Ce n’est que des années plus tard, que j’ai compris le sens de l’écriteau, au hasard de mes études. Dans les années 1930, il y avait eu un âpre débat au Grand conseil genevois sur l’ouverture des parcs au public et la suppression des barrières et grillages les enserrant. Les tenants de l’ouverture faisaient appel au sens civique des citoyens. Et ils ont eu gain de cause, et Genève s’en est très bien portée jusqu’à tout récemment. Je me souviens qu’à l’époque de mon enfance dans un quartier modeste, nous déposions l’argent pour le laitier sur le bidon à lait dans l’allée. Et jamais au grand jamais l’un d’entre nous n’aurait touché ne serait-ce qu’un seul centime dévolu au laitier. C’était l’une des valeurs qui nous avait été transmise par notre éducation, comme de ne pas s’en prendre à plus faible que soi.

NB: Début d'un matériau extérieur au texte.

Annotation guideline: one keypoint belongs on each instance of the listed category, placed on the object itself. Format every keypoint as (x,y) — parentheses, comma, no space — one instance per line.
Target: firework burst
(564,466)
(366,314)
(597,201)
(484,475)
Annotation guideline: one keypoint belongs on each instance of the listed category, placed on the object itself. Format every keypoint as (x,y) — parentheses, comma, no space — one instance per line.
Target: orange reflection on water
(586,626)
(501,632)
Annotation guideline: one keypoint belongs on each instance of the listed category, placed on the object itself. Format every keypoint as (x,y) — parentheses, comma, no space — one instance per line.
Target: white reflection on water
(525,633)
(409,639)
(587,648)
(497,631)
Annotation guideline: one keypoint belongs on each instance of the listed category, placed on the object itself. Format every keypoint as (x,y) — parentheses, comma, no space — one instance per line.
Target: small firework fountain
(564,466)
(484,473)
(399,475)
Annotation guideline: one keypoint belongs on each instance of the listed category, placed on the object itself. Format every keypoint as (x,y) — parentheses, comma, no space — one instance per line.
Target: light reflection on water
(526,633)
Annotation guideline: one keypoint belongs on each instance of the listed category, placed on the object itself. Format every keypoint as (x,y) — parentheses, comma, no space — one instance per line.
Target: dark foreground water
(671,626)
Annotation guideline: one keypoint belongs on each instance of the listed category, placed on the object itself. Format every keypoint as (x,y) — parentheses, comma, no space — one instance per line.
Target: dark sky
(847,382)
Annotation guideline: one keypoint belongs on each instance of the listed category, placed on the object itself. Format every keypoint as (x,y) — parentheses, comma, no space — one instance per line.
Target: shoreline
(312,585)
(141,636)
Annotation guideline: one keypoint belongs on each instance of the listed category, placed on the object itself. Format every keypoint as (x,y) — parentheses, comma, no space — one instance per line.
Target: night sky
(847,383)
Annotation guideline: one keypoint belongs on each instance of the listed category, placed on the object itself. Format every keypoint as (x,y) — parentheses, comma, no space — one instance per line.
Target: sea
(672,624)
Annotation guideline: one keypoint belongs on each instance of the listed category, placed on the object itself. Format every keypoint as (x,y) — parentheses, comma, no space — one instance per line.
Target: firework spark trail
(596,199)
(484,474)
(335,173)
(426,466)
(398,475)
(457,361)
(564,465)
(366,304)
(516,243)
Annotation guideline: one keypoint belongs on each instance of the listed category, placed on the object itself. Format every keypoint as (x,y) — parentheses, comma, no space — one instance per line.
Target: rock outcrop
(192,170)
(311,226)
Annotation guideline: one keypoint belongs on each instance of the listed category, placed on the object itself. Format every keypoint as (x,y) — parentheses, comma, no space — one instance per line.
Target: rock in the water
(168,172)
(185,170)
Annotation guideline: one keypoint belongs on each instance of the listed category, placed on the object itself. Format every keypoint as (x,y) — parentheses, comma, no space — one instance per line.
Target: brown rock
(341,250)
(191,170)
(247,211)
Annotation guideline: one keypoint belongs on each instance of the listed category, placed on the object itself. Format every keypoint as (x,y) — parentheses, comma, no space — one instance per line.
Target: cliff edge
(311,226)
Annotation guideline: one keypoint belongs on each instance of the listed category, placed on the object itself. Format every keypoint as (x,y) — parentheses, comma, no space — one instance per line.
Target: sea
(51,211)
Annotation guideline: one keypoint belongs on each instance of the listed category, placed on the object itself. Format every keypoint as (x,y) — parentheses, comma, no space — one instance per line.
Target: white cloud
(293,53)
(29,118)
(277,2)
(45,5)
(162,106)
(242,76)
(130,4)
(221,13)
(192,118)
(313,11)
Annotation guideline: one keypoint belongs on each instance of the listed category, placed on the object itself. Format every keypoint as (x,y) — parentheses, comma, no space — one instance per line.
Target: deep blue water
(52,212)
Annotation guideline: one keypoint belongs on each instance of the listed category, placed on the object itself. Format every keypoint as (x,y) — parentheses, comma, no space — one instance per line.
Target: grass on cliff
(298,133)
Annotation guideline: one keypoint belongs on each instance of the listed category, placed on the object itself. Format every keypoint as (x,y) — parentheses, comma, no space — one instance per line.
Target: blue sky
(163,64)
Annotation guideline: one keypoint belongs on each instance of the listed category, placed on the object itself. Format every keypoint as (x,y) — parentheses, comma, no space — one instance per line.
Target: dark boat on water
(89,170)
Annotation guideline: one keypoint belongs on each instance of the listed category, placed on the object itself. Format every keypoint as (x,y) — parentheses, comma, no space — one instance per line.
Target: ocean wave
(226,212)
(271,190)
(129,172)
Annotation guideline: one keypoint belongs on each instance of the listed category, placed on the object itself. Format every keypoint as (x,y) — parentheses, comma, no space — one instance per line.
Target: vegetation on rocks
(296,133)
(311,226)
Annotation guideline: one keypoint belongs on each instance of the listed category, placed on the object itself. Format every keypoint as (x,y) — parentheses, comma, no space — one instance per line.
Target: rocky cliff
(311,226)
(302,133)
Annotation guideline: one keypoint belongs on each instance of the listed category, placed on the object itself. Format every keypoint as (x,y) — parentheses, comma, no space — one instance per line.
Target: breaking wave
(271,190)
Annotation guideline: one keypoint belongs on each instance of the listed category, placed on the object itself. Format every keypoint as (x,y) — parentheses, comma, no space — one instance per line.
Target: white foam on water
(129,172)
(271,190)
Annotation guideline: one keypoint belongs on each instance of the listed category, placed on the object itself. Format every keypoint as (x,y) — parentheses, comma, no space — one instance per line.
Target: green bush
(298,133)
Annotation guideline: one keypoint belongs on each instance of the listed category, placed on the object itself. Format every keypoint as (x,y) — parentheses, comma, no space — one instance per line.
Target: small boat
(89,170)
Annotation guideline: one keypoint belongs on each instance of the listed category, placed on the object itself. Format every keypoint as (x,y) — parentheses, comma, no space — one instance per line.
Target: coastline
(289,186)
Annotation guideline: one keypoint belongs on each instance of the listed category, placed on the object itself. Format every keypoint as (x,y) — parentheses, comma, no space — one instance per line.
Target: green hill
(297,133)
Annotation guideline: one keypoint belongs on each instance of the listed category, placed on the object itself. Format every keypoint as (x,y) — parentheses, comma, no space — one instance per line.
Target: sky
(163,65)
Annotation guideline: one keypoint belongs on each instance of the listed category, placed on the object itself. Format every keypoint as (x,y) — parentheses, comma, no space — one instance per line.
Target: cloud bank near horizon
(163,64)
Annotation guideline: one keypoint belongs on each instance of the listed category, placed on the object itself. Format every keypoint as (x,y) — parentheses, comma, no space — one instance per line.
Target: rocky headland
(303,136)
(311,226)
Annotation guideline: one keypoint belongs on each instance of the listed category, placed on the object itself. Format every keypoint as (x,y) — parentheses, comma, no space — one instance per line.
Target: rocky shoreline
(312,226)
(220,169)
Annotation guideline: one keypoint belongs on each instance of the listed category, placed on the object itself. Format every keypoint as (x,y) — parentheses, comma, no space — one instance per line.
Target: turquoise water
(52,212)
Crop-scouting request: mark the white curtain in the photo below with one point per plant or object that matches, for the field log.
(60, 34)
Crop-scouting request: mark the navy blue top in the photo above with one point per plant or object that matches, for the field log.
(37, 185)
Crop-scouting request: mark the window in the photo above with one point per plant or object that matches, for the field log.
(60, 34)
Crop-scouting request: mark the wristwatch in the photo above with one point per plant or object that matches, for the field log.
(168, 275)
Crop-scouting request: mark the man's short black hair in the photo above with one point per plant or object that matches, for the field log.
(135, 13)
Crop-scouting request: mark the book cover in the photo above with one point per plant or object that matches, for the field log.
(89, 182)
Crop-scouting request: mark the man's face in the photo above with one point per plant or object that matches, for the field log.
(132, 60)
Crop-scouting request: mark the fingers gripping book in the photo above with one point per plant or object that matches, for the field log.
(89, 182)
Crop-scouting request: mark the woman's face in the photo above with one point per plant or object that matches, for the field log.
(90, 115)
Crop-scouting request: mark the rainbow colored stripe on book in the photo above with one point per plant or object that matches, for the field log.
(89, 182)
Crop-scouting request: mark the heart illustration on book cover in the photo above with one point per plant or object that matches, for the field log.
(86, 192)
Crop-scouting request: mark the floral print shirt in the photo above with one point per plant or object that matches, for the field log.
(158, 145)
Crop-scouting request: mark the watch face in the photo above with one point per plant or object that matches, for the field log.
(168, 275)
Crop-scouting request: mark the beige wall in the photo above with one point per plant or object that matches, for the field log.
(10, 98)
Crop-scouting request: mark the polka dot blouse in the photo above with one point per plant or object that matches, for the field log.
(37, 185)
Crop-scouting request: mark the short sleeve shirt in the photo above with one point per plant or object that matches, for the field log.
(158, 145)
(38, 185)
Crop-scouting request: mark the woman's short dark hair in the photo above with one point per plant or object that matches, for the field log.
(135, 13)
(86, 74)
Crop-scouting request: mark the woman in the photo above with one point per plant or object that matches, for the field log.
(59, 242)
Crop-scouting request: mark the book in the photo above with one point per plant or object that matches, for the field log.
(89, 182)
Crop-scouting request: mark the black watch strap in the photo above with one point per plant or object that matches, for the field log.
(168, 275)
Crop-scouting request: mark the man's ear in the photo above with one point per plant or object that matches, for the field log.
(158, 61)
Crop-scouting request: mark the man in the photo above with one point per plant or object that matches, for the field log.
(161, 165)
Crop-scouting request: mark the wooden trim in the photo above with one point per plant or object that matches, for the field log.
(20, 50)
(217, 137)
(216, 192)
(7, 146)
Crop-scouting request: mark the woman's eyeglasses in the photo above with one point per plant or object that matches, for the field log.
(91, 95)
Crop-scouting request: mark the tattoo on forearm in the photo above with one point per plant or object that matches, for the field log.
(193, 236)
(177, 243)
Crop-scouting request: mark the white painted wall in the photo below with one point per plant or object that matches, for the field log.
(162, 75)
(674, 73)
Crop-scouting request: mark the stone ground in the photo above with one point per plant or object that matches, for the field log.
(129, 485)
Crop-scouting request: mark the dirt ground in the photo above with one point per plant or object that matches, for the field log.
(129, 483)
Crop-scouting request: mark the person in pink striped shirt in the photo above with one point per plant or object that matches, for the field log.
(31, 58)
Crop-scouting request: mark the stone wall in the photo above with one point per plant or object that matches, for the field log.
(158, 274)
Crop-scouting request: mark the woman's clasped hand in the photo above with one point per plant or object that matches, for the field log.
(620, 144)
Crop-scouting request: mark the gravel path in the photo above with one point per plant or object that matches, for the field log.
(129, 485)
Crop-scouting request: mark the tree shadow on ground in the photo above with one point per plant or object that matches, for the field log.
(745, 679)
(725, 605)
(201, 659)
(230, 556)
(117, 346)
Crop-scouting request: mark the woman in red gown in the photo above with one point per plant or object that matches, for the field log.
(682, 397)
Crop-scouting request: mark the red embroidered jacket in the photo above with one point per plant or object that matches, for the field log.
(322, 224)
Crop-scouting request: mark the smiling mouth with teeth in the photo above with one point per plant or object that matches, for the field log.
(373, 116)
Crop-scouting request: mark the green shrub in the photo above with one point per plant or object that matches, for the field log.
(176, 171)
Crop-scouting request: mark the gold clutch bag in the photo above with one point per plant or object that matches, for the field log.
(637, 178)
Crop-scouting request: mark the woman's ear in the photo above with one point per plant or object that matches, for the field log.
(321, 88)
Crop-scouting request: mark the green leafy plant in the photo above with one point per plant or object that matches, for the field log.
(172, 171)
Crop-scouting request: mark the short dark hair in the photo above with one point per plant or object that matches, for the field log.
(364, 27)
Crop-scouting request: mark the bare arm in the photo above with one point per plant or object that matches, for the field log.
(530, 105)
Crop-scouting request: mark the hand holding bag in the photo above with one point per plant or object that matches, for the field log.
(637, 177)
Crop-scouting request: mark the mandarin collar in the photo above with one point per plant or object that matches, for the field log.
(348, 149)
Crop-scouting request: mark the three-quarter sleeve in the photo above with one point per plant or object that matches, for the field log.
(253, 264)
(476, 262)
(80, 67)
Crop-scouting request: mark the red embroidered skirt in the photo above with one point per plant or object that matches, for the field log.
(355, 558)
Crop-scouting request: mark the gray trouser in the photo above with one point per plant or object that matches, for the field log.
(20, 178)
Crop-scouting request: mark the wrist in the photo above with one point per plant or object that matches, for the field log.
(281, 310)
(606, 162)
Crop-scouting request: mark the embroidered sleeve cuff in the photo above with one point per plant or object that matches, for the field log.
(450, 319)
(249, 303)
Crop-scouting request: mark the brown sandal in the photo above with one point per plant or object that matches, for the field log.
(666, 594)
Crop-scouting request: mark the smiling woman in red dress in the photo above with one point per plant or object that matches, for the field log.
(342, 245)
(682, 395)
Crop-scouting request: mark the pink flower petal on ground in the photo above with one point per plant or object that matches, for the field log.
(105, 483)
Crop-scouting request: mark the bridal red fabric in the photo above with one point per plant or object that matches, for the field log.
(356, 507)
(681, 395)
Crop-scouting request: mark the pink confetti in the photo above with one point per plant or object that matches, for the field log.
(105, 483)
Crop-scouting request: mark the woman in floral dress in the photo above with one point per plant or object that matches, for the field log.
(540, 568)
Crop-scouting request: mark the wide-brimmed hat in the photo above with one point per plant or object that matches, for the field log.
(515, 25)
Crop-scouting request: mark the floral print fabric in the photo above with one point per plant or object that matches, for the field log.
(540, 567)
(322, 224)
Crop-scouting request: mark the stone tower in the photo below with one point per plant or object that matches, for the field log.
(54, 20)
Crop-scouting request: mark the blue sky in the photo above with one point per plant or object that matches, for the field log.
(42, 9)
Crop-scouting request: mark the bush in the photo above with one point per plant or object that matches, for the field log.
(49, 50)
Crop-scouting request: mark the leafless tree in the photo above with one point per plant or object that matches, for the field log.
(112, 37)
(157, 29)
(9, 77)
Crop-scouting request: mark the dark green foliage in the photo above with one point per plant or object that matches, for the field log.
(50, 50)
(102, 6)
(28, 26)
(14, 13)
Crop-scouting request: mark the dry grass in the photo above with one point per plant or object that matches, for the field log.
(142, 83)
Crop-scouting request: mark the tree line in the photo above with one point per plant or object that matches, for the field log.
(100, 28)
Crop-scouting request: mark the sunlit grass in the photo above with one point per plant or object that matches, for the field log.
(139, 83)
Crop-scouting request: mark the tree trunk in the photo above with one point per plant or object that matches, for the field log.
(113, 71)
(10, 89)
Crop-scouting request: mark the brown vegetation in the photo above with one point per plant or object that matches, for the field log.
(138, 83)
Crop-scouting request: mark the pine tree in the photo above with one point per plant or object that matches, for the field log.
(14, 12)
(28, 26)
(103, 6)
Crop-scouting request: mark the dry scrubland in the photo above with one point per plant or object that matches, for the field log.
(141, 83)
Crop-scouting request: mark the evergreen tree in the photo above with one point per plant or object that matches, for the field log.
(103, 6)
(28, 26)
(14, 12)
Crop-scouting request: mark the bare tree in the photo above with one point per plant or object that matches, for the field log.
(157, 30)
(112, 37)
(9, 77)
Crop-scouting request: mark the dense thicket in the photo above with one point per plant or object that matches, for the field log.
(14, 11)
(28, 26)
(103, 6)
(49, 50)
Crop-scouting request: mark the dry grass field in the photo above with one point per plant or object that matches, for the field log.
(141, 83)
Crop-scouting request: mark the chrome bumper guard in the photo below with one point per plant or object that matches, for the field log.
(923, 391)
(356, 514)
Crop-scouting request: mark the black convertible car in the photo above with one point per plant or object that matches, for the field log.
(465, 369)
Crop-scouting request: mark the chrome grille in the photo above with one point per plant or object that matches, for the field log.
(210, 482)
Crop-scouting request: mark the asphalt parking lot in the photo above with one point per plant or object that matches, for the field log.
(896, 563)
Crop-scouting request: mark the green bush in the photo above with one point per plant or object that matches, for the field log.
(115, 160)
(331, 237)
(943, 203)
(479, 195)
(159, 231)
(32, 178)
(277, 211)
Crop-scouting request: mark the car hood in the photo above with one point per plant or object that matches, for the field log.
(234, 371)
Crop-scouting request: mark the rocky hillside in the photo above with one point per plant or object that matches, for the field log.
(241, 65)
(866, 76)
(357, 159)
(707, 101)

À l’heure où le respect du bien commun est mis à mal par des incivilités en tout genre, il y a lieu de s’interroger sur la provenance de ces comportements. Cela ne veut pas dire qu’il faille être indulgents à leur égard, au contraire, mais, toutes les tentatives de tolérance zéro le démontrent, la seule répression est inopérante à long terme tant qu’on ne désamorcera pas la machine qui les génère. Récemment, lors d’un débat sur la politique de répression de la drogue à tous les échelons, dont tout le monde reconnaît l’échec, un philosophe affirmait que le combat est perdu d’avance tant qu’on ne sera pas parvenu à réintroduire dans nos sociétés un rêve commun, des aspirations partagées, inhibant le besoin de drogue.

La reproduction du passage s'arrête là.